# ASUS Crosshair V Formula (Lots of Problems)



## Wired03 (Sep 19, 2011)

Ok, so I have been having some problems the last few days with my PC I just built. I’ll list the specs below. 

OS: Windows 7 Ultimate 64-bit
Motherboard: ASUS Crosshair V Formula
CPU: AMD Phenom II X6 1090T
Memory: (2) G.SKILL Ripjaws Series 8GB (2 x 4GB) DDR 1600
HDD: (6) Western Digital Caviar Black 1TB 7200 RPM SATA 6.0Gb/s 64MB Cache
Video Card: MSI nVidia GeForce GTX 580
Power Supply: Corsair Professional Series HX1050

I have been having a lot of odd problems.

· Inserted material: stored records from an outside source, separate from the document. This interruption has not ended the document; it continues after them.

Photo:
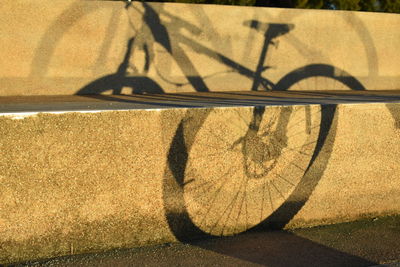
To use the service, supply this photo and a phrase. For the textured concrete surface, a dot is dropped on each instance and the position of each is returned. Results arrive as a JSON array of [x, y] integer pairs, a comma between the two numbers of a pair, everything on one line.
[[77, 182], [87, 173], [68, 47], [362, 243]]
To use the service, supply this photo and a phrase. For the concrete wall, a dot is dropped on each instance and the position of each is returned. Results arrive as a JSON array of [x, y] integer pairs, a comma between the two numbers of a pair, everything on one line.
[[69, 47], [83, 182]]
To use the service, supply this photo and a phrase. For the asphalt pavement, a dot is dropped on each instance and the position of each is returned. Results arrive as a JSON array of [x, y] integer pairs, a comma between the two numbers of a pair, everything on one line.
[[368, 242]]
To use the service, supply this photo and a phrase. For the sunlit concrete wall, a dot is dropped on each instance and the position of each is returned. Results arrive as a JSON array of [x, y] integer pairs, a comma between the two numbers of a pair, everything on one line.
[[83, 182], [90, 47]]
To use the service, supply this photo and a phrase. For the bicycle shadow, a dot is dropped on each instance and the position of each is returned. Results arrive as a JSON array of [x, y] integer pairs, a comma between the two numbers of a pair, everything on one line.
[[279, 248]]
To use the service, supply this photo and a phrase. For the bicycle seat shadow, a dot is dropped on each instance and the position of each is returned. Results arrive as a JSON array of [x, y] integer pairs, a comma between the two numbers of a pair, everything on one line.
[[270, 30]]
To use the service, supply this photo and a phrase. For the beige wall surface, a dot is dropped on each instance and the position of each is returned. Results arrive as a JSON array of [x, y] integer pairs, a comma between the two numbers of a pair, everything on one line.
[[91, 47], [81, 182]]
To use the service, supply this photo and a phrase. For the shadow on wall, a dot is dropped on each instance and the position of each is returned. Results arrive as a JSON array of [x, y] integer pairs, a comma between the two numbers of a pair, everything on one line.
[[254, 173], [278, 154]]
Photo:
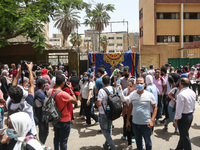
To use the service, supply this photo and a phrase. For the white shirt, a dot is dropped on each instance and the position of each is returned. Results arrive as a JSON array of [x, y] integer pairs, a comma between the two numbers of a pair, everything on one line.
[[28, 109], [25, 93], [102, 96], [85, 88], [142, 105], [172, 103], [124, 96], [185, 102], [167, 84], [53, 81]]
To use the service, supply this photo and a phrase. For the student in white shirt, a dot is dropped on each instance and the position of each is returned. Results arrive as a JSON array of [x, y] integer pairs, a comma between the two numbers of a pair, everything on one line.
[[184, 113], [86, 91], [104, 122]]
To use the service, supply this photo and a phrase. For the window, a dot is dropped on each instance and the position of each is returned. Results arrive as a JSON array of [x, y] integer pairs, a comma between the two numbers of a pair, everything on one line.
[[119, 44], [141, 14], [141, 32], [168, 16], [119, 38], [191, 38], [191, 15], [168, 39]]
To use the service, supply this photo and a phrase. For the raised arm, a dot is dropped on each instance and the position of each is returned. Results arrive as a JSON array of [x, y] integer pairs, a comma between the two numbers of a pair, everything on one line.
[[31, 79], [17, 77]]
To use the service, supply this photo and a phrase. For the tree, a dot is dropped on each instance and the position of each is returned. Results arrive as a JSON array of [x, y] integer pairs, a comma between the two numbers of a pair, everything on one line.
[[66, 21], [104, 43], [99, 17], [76, 39], [27, 18]]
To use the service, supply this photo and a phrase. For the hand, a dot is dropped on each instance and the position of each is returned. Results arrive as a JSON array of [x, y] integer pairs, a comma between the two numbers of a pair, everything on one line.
[[5, 139], [128, 124], [175, 124], [88, 102], [29, 66], [150, 124], [69, 85]]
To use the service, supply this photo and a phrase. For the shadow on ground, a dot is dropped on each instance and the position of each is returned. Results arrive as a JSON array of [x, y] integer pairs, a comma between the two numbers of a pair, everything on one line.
[[195, 141], [195, 126], [163, 134]]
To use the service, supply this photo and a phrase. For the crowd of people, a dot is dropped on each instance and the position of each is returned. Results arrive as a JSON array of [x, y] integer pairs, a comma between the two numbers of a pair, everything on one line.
[[157, 92]]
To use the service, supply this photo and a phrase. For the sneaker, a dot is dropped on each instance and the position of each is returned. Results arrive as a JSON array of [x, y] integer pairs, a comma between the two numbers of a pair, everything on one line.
[[163, 121], [157, 122], [133, 140], [124, 138], [128, 148], [165, 128], [105, 146]]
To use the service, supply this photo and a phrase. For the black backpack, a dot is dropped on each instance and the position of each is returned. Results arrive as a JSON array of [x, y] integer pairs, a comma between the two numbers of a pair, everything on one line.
[[50, 112], [114, 106], [19, 109]]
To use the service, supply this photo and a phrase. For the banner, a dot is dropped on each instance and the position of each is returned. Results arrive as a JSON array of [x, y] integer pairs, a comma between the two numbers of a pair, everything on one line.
[[111, 59]]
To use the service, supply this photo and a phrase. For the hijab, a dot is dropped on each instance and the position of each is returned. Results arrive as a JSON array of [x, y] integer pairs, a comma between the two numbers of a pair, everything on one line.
[[22, 124], [4, 74], [149, 79]]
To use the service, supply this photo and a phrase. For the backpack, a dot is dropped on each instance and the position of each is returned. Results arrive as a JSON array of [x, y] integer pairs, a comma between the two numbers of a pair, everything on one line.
[[114, 106], [50, 112], [26, 146]]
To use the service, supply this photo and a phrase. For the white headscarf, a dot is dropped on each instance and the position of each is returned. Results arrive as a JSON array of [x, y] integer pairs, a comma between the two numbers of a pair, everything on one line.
[[22, 124], [149, 79]]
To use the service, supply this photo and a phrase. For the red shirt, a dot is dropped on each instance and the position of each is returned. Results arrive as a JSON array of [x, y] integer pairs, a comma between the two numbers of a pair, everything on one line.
[[61, 100]]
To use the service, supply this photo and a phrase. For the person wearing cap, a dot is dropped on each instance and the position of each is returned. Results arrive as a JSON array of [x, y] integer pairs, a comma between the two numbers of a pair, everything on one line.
[[151, 71], [185, 108], [193, 77], [39, 99], [46, 77]]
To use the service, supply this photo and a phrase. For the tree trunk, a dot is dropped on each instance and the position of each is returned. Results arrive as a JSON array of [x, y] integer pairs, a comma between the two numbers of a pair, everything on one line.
[[99, 41]]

General Answers for all:  Yes, I used raid drivers. I tried the ones from disk and the latest from the asus web site. I have done full tests on Memory and the Disks. I am not overclocking anything... yet


*1. I originally wanted to setup a RAID 10 with the 6 drives; however, the raid configurations will only allow 4 drives for a RAID 10. *

Tests: I did flash the BIOS from the stock 0506 to 0705 but that did not solve allow for RAID 10 across all disks. I did some research and I could not find this ‘limitation’ anywhere. I thought you could RAID 10 as many disks as you wanted as long as they were a pair.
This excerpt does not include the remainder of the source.